WASHINGTON | The Supreme Court struck down a Hawaii firearms rule Thursday, ruling that the state could not require advance government permission in the way challenged by gun-rights plaintiffs.
NPR reported that the court divided 6-3 and said the permit requirement imposed an undue burden on the right to possess and carry a firearm. The case adds another major ruling to the Supreme Court's expanding Second Amendment docket.
What happened
The dispute involved Hawaii's gun-ownership rules and whether a person could be required to obtain permission before exercising the right to keep and carry a firearm. The majority rejected that approach, treating the advance-permission system as too heavy a burden on a constitutional right.
The ruling does not erase every form of firearm regulation. It does, however, limit how states can structure prior-approval systems and may invite new challenges to local or state rules that gun-rights advocates view as comparable.
Why it matters
The decision matters because states and cities continue to test the boundaries of gun regulation after recent Supreme Court rulings expanded protection for carrying firearms. Local officials often argue that permit systems are necessary for public safety.
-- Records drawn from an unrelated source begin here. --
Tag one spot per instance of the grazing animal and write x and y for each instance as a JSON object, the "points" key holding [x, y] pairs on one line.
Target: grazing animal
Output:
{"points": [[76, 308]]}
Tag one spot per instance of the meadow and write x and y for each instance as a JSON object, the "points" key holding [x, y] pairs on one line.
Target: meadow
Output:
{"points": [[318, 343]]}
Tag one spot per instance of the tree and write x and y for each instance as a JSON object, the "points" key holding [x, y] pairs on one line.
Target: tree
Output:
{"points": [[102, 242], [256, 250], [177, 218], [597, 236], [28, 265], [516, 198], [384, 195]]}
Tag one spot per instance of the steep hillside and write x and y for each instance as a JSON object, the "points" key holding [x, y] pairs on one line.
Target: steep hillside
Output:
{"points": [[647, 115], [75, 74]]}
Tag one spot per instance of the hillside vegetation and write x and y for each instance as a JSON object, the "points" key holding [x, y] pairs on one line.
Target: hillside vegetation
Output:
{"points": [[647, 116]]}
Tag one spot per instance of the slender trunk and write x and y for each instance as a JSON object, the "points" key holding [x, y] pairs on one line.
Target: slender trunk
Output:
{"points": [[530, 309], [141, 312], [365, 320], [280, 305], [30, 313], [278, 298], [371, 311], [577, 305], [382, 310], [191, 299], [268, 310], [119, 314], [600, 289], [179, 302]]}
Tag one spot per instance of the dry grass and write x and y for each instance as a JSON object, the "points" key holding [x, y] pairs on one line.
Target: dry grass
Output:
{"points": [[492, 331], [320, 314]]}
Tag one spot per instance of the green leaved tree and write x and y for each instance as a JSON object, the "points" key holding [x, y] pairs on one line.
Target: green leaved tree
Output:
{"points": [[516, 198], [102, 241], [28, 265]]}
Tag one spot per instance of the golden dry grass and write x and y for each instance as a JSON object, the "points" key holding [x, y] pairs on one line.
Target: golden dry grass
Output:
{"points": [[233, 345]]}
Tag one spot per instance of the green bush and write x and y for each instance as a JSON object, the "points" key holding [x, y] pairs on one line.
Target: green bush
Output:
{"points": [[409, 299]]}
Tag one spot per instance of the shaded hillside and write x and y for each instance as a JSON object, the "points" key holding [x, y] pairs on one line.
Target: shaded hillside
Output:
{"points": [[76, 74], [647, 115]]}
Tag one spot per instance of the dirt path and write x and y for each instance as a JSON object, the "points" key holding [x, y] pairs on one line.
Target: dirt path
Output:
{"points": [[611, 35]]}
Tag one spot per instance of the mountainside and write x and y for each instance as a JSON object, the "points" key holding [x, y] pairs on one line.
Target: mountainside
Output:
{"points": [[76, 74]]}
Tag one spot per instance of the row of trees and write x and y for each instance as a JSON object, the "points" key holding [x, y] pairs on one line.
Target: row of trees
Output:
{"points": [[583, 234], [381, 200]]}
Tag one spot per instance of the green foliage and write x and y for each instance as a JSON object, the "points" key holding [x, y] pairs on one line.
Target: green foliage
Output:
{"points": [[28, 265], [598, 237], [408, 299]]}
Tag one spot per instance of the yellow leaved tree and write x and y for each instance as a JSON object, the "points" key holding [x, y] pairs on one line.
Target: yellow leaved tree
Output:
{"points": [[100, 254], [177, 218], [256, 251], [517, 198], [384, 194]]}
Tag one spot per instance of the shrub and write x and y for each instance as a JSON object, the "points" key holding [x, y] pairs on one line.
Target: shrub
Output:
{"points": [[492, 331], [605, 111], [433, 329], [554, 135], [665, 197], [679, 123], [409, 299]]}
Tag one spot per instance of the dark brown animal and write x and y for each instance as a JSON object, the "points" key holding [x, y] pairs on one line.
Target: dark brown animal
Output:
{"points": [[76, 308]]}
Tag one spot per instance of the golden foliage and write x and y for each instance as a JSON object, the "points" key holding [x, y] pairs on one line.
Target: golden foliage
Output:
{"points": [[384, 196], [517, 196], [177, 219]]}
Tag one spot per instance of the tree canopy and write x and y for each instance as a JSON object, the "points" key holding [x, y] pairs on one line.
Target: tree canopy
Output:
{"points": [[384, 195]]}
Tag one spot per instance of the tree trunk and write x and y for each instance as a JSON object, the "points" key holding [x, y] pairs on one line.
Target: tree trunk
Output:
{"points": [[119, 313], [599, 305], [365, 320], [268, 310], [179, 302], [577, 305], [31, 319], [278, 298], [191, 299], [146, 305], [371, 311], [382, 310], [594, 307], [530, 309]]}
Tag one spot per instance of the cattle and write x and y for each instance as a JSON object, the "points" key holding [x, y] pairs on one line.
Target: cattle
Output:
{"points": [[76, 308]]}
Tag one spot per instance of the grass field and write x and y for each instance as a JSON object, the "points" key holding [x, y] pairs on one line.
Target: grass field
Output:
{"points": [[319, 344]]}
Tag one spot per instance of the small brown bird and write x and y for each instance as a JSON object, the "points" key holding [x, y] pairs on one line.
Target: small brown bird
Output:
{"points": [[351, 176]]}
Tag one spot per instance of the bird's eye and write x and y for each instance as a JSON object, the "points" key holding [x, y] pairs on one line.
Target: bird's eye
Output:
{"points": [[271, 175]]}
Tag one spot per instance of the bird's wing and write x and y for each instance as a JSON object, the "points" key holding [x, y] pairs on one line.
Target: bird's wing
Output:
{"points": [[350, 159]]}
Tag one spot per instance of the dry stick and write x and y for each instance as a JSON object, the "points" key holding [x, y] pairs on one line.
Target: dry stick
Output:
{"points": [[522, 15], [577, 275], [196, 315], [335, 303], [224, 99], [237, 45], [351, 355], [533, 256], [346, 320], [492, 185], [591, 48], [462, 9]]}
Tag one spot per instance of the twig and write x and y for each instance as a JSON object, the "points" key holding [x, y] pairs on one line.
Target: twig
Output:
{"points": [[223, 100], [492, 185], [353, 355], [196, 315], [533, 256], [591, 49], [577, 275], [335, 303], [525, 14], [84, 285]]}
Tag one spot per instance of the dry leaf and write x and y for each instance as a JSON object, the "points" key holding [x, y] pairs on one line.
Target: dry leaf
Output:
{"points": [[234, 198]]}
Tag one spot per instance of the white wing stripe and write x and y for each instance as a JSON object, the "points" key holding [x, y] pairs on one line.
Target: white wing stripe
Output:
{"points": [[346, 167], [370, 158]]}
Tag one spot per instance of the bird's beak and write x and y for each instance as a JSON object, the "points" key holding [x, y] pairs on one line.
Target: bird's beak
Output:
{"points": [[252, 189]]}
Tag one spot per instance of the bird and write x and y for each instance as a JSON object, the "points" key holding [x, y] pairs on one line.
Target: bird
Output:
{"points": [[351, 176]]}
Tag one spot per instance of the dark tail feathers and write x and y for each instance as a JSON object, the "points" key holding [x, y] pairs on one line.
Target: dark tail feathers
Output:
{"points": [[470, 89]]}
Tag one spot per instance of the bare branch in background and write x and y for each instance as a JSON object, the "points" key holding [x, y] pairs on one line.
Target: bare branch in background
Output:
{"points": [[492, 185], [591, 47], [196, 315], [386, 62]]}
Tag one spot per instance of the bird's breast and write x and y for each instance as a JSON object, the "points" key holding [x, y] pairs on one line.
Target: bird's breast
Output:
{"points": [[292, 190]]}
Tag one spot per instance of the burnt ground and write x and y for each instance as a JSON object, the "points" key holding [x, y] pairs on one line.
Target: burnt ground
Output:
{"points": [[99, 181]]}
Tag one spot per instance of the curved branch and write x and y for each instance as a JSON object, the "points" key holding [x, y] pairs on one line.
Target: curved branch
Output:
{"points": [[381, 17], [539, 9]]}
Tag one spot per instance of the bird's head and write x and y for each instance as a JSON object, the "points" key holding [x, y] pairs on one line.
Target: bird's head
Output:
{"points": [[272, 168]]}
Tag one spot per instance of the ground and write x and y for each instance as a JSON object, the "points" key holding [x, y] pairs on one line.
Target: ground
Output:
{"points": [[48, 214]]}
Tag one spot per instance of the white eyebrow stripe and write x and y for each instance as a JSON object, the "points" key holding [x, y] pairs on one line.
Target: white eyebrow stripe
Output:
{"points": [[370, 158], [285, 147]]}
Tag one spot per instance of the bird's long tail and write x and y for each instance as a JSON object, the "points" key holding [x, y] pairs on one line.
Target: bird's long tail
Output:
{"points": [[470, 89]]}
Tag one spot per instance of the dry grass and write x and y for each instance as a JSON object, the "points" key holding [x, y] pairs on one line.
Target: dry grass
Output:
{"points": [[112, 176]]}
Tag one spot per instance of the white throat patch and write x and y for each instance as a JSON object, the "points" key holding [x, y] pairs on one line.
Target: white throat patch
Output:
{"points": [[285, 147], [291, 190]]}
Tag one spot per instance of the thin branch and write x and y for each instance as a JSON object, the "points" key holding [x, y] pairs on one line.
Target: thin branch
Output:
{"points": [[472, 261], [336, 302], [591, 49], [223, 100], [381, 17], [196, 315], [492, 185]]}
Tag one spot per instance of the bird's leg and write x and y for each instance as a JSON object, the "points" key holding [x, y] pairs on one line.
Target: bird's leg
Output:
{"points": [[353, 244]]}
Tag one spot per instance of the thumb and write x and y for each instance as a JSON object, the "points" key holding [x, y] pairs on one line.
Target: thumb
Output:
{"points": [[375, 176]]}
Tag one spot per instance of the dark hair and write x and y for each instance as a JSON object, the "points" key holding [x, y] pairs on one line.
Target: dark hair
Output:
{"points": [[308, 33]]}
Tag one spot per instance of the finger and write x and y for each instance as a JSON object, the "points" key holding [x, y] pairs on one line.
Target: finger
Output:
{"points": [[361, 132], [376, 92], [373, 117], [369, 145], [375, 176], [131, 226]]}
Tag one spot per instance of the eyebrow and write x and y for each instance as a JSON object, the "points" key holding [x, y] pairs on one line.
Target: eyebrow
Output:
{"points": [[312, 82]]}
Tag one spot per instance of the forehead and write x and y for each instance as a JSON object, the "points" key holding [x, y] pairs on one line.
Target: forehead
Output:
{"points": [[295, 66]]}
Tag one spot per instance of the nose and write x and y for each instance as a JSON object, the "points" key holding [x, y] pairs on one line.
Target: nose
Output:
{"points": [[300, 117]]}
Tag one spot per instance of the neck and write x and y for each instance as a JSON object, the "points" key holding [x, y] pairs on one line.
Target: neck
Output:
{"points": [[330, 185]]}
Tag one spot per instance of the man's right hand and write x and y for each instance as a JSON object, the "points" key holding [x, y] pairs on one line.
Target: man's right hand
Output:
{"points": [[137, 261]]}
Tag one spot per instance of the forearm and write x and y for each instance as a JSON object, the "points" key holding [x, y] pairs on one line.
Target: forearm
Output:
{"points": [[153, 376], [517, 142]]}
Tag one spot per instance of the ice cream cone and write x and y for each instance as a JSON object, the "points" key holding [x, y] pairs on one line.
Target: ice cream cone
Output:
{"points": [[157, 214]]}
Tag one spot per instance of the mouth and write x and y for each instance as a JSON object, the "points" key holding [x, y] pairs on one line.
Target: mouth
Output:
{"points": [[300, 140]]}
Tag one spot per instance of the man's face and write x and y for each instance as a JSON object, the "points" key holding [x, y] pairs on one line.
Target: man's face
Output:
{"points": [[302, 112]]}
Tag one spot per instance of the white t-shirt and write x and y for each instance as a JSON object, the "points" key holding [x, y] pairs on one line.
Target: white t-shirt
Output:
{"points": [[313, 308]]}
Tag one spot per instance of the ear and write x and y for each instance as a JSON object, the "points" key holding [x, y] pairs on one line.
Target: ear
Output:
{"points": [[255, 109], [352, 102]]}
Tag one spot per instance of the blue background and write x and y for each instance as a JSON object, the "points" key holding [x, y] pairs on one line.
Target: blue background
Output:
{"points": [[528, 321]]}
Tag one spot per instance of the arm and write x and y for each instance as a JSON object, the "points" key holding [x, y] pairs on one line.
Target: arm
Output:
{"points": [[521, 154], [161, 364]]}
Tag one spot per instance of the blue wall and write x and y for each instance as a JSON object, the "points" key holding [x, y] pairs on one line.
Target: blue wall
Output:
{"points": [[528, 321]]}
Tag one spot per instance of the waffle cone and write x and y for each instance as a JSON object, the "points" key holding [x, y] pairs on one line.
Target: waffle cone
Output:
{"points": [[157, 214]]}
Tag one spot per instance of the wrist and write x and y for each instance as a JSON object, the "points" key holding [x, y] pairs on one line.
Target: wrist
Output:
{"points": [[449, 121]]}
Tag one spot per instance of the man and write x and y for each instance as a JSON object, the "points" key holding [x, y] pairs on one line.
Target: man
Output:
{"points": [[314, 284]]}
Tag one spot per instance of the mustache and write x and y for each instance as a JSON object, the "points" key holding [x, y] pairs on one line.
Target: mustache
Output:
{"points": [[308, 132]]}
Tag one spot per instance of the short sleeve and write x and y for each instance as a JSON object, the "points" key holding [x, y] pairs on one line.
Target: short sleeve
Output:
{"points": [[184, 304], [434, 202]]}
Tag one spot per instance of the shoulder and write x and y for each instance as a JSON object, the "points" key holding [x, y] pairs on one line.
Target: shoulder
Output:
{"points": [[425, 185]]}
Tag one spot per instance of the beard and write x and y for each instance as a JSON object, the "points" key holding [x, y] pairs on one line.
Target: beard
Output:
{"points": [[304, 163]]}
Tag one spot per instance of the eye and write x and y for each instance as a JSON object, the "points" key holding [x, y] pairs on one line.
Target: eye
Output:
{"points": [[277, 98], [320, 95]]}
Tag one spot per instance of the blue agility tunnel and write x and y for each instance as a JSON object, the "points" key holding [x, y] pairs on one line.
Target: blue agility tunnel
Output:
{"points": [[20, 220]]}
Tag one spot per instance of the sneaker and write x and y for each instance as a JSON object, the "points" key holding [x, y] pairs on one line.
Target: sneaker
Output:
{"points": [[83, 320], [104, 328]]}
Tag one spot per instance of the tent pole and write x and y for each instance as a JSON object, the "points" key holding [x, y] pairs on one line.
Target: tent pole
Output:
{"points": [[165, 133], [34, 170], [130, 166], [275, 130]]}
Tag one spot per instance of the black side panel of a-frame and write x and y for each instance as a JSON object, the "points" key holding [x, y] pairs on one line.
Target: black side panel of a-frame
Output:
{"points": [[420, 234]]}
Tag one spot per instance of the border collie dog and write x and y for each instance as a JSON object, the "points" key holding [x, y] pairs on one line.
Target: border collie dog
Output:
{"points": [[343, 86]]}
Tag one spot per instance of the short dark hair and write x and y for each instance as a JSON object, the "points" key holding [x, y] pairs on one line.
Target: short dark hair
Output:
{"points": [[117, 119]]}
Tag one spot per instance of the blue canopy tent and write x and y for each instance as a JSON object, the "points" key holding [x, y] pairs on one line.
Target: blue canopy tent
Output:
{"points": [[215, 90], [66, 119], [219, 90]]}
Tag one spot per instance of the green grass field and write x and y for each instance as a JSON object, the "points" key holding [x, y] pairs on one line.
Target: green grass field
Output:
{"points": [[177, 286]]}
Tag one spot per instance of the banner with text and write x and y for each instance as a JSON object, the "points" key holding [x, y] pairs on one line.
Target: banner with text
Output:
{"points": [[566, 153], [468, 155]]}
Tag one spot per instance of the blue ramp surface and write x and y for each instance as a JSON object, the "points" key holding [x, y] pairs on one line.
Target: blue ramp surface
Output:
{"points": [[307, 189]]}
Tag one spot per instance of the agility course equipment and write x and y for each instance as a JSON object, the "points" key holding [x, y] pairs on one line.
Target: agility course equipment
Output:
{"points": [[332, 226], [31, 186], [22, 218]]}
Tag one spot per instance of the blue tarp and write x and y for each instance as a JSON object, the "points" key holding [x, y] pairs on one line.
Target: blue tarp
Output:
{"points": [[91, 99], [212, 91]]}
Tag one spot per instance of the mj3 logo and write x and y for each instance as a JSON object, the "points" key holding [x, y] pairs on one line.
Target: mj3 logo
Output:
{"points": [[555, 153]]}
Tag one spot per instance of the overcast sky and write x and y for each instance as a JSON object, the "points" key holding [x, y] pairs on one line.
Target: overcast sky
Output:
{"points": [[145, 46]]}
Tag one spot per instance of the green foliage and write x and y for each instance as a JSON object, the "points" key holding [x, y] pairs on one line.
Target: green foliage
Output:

Gun-rights groups argue that discretionary approval can turn a constitutional right into a privilege.
The court's ruling gives challengers a stronger path to attack rules that require permission before possession or carry.
What remains unclear
The practical reach will depend on the opinion's wording and how lower courts apply it. States with different permit systems may argue their laws are narrower, more objective or otherwise distinguishable from Hawaii's rule.
What to watch next
Readers should watch state attorneys general, gun-rights groups, public-safety officials and lower courts for new lawsuits testing similar permit laws.